Frau Präsidentin, Frau Staatsministerin, Kolleginnen und Kollegen! In der mir verbleibenden Redezeit und in den Redebeiträgen meiner Vorgänger spiegelt sich das Verhältnis zwischen dem Umweltschutz und dem Verbraucherschutz in diesem Ministerium. Herr Kollege Dr. Hünnerkopf lobt die Verbraucherverbände, lehnt aber gleichzeitig in unserem Ausschuss alle Anträge ab, die zugunsten dieser Verbraucherverbände gestellt worden sind.
Die beiden Verbände arbeiten mit großem Idealismus und Engagement. Ihre Aufgaben werden immer vielfältiger. Wir haben noch gar nicht über das Thema Finanzen gesprochen, das in Zukunft in den Verbraucherzentralen ein Riesenthema sein wird.
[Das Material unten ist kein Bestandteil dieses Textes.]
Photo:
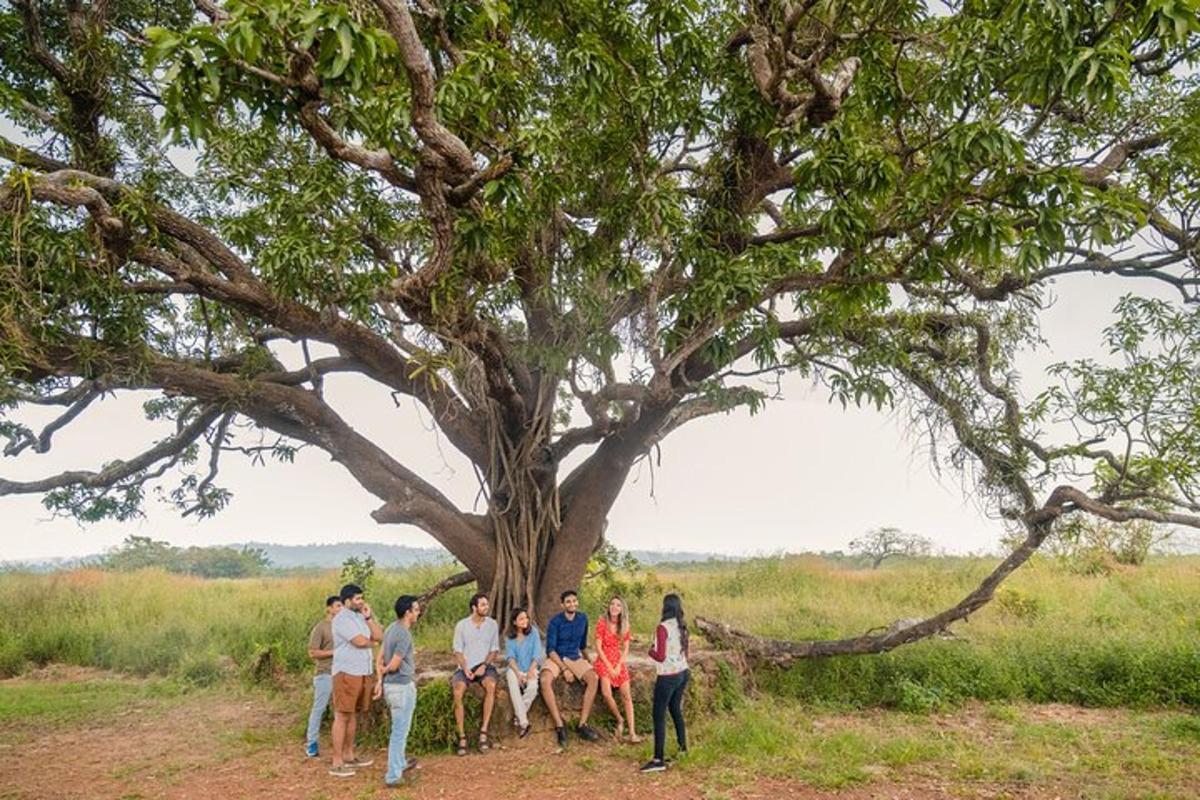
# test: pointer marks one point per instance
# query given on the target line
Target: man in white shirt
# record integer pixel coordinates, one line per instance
(477, 642)
(355, 630)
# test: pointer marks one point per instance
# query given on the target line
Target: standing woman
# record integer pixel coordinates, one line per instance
(670, 651)
(611, 665)
(525, 656)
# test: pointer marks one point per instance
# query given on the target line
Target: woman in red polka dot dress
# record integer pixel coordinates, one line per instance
(612, 653)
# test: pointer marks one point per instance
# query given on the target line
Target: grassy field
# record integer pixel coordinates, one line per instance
(172, 733)
(1126, 639)
(1063, 686)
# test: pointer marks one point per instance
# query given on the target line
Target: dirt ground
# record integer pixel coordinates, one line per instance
(213, 747)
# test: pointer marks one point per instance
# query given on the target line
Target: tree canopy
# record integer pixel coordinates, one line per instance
(568, 229)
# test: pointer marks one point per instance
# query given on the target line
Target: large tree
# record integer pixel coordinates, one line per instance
(569, 228)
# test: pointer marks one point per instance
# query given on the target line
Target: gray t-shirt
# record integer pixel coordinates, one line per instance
(474, 643)
(347, 657)
(397, 641)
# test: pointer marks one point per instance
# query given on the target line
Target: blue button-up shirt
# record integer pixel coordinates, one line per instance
(567, 637)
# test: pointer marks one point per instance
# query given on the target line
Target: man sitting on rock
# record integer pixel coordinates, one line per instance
(567, 655)
(477, 642)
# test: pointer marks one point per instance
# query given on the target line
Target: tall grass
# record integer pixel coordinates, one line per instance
(1131, 638)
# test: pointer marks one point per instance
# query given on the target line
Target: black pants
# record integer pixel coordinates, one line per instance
(669, 695)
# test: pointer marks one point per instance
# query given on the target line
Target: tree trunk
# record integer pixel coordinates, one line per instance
(523, 507)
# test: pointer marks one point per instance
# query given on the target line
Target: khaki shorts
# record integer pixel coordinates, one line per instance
(352, 692)
(579, 667)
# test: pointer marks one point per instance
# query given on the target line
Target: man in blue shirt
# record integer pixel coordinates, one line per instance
(567, 655)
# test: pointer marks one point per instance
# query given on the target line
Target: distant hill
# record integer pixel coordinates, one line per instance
(289, 557)
(324, 557)
(681, 557)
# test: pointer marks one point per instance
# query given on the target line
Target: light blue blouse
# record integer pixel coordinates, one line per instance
(526, 650)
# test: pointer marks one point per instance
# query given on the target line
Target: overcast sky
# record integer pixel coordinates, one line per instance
(802, 475)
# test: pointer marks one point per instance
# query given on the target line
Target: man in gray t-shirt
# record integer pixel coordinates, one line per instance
(397, 681)
(477, 642)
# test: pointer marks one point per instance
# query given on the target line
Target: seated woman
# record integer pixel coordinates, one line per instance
(612, 654)
(525, 656)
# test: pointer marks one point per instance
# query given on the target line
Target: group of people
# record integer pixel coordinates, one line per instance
(351, 672)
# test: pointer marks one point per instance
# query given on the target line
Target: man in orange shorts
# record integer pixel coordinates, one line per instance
(355, 630)
(567, 655)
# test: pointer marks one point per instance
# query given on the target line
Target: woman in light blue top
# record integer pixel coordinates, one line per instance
(525, 656)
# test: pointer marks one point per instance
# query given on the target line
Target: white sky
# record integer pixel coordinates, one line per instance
(803, 475)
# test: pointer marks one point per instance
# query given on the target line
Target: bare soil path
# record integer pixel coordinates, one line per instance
(214, 745)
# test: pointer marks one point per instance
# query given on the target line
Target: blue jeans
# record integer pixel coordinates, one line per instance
(322, 690)
(402, 702)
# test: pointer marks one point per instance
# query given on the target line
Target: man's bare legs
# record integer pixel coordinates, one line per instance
(489, 702)
(589, 696)
(460, 689)
(547, 695)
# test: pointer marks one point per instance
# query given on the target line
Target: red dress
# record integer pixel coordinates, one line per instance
(611, 644)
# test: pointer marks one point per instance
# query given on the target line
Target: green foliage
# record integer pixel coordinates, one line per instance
(359, 571)
(1128, 641)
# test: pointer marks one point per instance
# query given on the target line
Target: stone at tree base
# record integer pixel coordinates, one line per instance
(714, 674)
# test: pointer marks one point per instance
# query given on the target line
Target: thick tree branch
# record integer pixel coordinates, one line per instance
(119, 470)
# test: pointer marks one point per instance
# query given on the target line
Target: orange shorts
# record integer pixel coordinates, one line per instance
(352, 692)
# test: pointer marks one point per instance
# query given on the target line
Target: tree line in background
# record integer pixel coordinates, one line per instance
(142, 552)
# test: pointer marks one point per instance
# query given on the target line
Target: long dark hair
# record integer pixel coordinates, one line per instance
(513, 623)
(672, 608)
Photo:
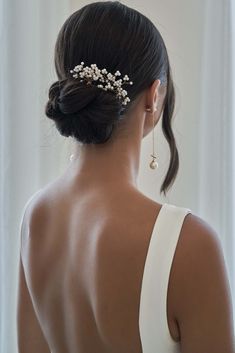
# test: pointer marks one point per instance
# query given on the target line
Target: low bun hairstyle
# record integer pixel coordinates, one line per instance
(116, 37)
(84, 112)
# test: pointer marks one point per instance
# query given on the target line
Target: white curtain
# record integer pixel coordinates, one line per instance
(216, 134)
(32, 153)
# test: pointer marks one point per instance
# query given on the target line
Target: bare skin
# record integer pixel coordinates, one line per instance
(84, 255)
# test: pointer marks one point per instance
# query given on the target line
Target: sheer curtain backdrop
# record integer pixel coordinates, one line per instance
(32, 153)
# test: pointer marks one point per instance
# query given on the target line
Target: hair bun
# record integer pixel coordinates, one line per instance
(83, 111)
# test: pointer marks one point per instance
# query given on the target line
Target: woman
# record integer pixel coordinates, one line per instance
(105, 269)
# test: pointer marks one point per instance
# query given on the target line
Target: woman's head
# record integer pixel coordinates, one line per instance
(116, 37)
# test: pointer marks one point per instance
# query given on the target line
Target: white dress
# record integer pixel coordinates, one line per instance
(153, 326)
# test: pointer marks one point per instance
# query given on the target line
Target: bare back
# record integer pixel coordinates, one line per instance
(84, 263)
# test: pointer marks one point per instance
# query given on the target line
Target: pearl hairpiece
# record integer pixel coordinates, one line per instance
(108, 80)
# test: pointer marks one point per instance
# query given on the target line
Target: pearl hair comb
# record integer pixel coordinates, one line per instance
(107, 81)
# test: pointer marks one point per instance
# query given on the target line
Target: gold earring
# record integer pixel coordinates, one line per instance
(153, 164)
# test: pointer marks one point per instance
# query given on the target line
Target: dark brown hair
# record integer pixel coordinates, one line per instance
(116, 37)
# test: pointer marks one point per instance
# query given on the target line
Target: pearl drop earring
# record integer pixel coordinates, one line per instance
(153, 164)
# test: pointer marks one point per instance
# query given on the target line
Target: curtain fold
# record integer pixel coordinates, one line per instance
(31, 153)
(216, 133)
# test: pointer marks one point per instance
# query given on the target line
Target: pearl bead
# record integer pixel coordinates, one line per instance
(153, 164)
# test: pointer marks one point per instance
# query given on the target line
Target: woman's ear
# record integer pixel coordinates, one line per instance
(153, 95)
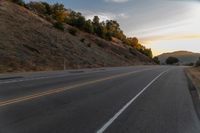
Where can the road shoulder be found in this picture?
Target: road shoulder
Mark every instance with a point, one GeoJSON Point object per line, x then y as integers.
{"type": "Point", "coordinates": [193, 76]}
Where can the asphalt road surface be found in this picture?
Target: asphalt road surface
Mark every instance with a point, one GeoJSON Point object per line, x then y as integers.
{"type": "Point", "coordinates": [141, 99]}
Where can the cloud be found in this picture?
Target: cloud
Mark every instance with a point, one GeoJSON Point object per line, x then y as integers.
{"type": "Point", "coordinates": [116, 1]}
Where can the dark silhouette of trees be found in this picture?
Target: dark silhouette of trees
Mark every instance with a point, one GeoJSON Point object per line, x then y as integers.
{"type": "Point", "coordinates": [171, 60]}
{"type": "Point", "coordinates": [197, 64]}
{"type": "Point", "coordinates": [156, 60]}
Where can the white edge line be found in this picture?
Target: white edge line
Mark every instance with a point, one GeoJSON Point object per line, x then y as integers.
{"type": "Point", "coordinates": [38, 78]}
{"type": "Point", "coordinates": [107, 124]}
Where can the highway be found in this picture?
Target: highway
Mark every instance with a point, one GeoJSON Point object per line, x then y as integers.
{"type": "Point", "coordinates": [136, 99]}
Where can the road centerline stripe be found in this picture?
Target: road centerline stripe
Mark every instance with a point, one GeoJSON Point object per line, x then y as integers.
{"type": "Point", "coordinates": [111, 120]}
{"type": "Point", "coordinates": [58, 90]}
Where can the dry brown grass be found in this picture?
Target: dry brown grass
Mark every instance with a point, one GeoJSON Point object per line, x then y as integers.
{"type": "Point", "coordinates": [30, 43]}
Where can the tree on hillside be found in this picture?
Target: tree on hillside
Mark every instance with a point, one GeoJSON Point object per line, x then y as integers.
{"type": "Point", "coordinates": [19, 2]}
{"type": "Point", "coordinates": [58, 12]}
{"type": "Point", "coordinates": [171, 60]}
{"type": "Point", "coordinates": [88, 27]}
{"type": "Point", "coordinates": [197, 63]}
{"type": "Point", "coordinates": [156, 60]}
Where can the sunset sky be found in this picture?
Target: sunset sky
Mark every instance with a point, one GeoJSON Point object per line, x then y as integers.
{"type": "Point", "coordinates": [163, 25]}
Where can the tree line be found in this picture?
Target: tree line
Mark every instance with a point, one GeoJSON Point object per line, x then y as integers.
{"type": "Point", "coordinates": [104, 29]}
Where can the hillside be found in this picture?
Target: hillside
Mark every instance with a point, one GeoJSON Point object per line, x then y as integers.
{"type": "Point", "coordinates": [30, 43]}
{"type": "Point", "coordinates": [185, 57]}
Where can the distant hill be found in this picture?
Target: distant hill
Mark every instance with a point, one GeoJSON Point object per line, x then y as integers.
{"type": "Point", "coordinates": [185, 57]}
{"type": "Point", "coordinates": [30, 43]}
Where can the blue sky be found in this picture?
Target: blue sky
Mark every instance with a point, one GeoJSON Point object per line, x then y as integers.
{"type": "Point", "coordinates": [163, 25]}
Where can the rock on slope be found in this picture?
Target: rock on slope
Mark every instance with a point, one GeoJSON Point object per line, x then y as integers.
{"type": "Point", "coordinates": [185, 57]}
{"type": "Point", "coordinates": [30, 43]}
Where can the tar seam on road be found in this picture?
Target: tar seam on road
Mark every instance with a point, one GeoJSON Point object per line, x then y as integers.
{"type": "Point", "coordinates": [55, 91]}
{"type": "Point", "coordinates": [107, 124]}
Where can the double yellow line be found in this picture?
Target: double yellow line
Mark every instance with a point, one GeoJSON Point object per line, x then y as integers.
{"type": "Point", "coordinates": [58, 90]}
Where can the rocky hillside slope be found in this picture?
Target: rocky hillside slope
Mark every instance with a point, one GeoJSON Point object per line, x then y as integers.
{"type": "Point", "coordinates": [30, 43]}
{"type": "Point", "coordinates": [184, 57]}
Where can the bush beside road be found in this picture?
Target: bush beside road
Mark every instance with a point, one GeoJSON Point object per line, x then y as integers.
{"type": "Point", "coordinates": [194, 75]}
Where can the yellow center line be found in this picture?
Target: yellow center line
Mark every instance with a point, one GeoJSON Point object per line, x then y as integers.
{"type": "Point", "coordinates": [58, 90]}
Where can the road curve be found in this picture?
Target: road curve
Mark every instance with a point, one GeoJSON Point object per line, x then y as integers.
{"type": "Point", "coordinates": [142, 99]}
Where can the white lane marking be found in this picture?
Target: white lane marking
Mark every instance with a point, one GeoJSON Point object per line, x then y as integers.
{"type": "Point", "coordinates": [107, 124]}
{"type": "Point", "coordinates": [38, 78]}
{"type": "Point", "coordinates": [58, 90]}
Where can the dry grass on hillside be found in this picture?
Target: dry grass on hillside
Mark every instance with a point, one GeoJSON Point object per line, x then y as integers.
{"type": "Point", "coordinates": [194, 75]}
{"type": "Point", "coordinates": [30, 43]}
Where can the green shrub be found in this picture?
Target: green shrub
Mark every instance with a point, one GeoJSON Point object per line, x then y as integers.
{"type": "Point", "coordinates": [73, 31]}
{"type": "Point", "coordinates": [59, 25]}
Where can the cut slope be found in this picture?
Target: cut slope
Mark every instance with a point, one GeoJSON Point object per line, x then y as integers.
{"type": "Point", "coordinates": [185, 57]}
{"type": "Point", "coordinates": [30, 43]}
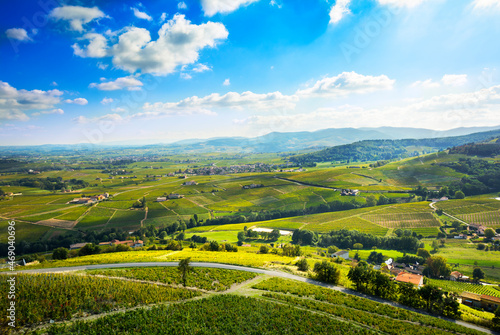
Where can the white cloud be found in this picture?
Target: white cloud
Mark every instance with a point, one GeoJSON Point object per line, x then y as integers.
{"type": "Point", "coordinates": [130, 83]}
{"type": "Point", "coordinates": [179, 43]}
{"type": "Point", "coordinates": [454, 79]}
{"type": "Point", "coordinates": [14, 101]}
{"type": "Point", "coordinates": [77, 101]}
{"type": "Point", "coordinates": [96, 48]}
{"type": "Point", "coordinates": [102, 66]}
{"type": "Point", "coordinates": [212, 7]}
{"type": "Point", "coordinates": [266, 101]}
{"type": "Point", "coordinates": [141, 15]}
{"type": "Point", "coordinates": [106, 101]}
{"type": "Point", "coordinates": [19, 34]}
{"type": "Point", "coordinates": [54, 111]}
{"type": "Point", "coordinates": [486, 4]}
{"type": "Point", "coordinates": [76, 15]}
{"type": "Point", "coordinates": [339, 10]}
{"type": "Point", "coordinates": [108, 117]}
{"type": "Point", "coordinates": [401, 3]}
{"type": "Point", "coordinates": [429, 83]}
{"type": "Point", "coordinates": [347, 83]}
{"type": "Point", "coordinates": [201, 68]}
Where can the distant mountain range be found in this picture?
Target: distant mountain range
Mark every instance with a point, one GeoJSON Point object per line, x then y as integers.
{"type": "Point", "coordinates": [274, 142]}
{"type": "Point", "coordinates": [295, 141]}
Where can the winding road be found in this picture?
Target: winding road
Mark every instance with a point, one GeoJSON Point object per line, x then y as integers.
{"type": "Point", "coordinates": [273, 273]}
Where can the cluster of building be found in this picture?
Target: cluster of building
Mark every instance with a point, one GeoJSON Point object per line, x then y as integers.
{"type": "Point", "coordinates": [348, 192]}
{"type": "Point", "coordinates": [130, 243]}
{"type": "Point", "coordinates": [484, 301]}
{"type": "Point", "coordinates": [90, 200]}
{"type": "Point", "coordinates": [170, 196]}
{"type": "Point", "coordinates": [246, 187]}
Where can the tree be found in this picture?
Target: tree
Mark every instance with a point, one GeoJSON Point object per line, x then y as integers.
{"type": "Point", "coordinates": [371, 201]}
{"type": "Point", "coordinates": [436, 267]}
{"type": "Point", "coordinates": [302, 264]}
{"type": "Point", "coordinates": [327, 272]}
{"type": "Point", "coordinates": [241, 236]}
{"type": "Point", "coordinates": [184, 269]}
{"type": "Point", "coordinates": [489, 233]}
{"type": "Point", "coordinates": [60, 253]}
{"type": "Point", "coordinates": [421, 252]}
{"type": "Point", "coordinates": [357, 246]}
{"type": "Point", "coordinates": [477, 274]}
{"type": "Point", "coordinates": [89, 249]}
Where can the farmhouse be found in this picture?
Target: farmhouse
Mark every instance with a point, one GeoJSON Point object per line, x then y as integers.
{"type": "Point", "coordinates": [246, 187]}
{"type": "Point", "coordinates": [486, 302]}
{"type": "Point", "coordinates": [175, 196]}
{"type": "Point", "coordinates": [342, 254]}
{"type": "Point", "coordinates": [348, 192]}
{"type": "Point", "coordinates": [130, 243]}
{"type": "Point", "coordinates": [415, 279]}
{"type": "Point", "coordinates": [77, 245]}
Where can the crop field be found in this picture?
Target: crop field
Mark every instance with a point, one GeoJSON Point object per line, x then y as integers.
{"type": "Point", "coordinates": [44, 297]}
{"type": "Point", "coordinates": [413, 220]}
{"type": "Point", "coordinates": [353, 223]}
{"type": "Point", "coordinates": [241, 257]}
{"type": "Point", "coordinates": [220, 314]}
{"type": "Point", "coordinates": [97, 216]}
{"type": "Point", "coordinates": [460, 287]}
{"type": "Point", "coordinates": [376, 316]}
{"type": "Point", "coordinates": [129, 220]}
{"type": "Point", "coordinates": [209, 279]}
{"type": "Point", "coordinates": [489, 219]}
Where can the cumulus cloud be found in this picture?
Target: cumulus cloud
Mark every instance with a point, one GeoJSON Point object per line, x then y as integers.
{"type": "Point", "coordinates": [19, 34]}
{"type": "Point", "coordinates": [179, 43]}
{"type": "Point", "coordinates": [339, 10]}
{"type": "Point", "coordinates": [14, 101]}
{"type": "Point", "coordinates": [401, 3]}
{"type": "Point", "coordinates": [347, 83]}
{"type": "Point", "coordinates": [54, 111]}
{"type": "Point", "coordinates": [212, 7]}
{"type": "Point", "coordinates": [96, 47]}
{"type": "Point", "coordinates": [454, 79]}
{"type": "Point", "coordinates": [130, 83]}
{"type": "Point", "coordinates": [234, 100]}
{"type": "Point", "coordinates": [106, 101]}
{"type": "Point", "coordinates": [77, 16]}
{"type": "Point", "coordinates": [108, 117]}
{"type": "Point", "coordinates": [141, 15]}
{"type": "Point", "coordinates": [485, 4]}
{"type": "Point", "coordinates": [427, 84]}
{"type": "Point", "coordinates": [77, 101]}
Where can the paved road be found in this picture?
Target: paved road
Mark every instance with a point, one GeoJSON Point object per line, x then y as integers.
{"type": "Point", "coordinates": [255, 270]}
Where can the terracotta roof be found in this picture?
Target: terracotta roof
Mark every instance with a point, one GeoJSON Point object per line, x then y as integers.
{"type": "Point", "coordinates": [490, 298]}
{"type": "Point", "coordinates": [470, 295]}
{"type": "Point", "coordinates": [406, 277]}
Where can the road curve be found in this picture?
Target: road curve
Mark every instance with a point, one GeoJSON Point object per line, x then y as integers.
{"type": "Point", "coordinates": [248, 269]}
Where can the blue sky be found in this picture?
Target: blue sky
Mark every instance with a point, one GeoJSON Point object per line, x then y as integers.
{"type": "Point", "coordinates": [161, 71]}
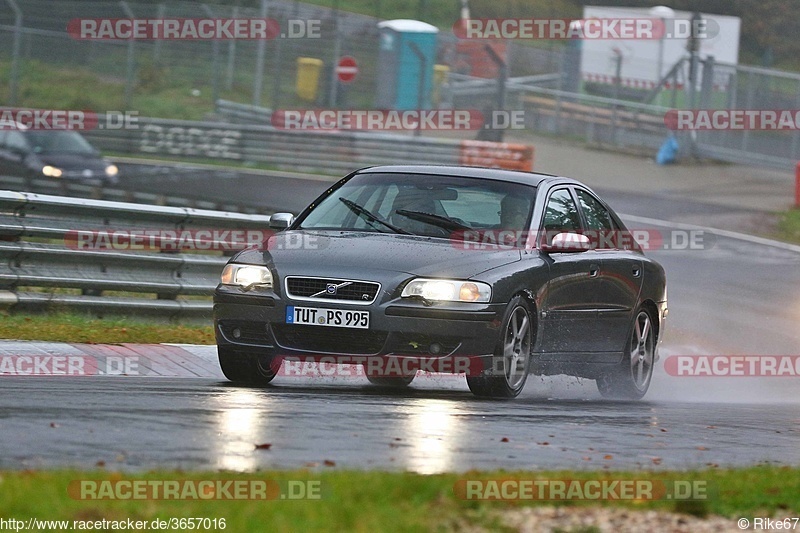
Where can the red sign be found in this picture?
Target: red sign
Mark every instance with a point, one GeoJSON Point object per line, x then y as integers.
{"type": "Point", "coordinates": [346, 69]}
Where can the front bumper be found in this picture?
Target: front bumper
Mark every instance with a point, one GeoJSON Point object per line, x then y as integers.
{"type": "Point", "coordinates": [254, 322]}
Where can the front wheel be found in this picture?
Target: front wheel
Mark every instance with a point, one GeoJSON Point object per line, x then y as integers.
{"type": "Point", "coordinates": [243, 367]}
{"type": "Point", "coordinates": [632, 379]}
{"type": "Point", "coordinates": [512, 355]}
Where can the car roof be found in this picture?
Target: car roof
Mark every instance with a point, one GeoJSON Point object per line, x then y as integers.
{"type": "Point", "coordinates": [516, 176]}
Ich nenne nur das Internet und die Cyber-Kriminalität. Normale Bürger bekommen Rechnungen von Anwälten und bezahlen diese Rechnungen aus Angst und Scham, weil sie nicht wissen, dass dies nur eine riesige Abzocke ist. Die Verbraucherarbeit ist für mich ein Gradmesser, mit dem man feststellen kann, wie die gut gemeinte Politik, wie Gesetze und Verordnungen, die wir in Bayern erlassen, umgesetzt werden. Wenn das so einfach wäre, würden wir diese Einrichtungen nicht brauchen.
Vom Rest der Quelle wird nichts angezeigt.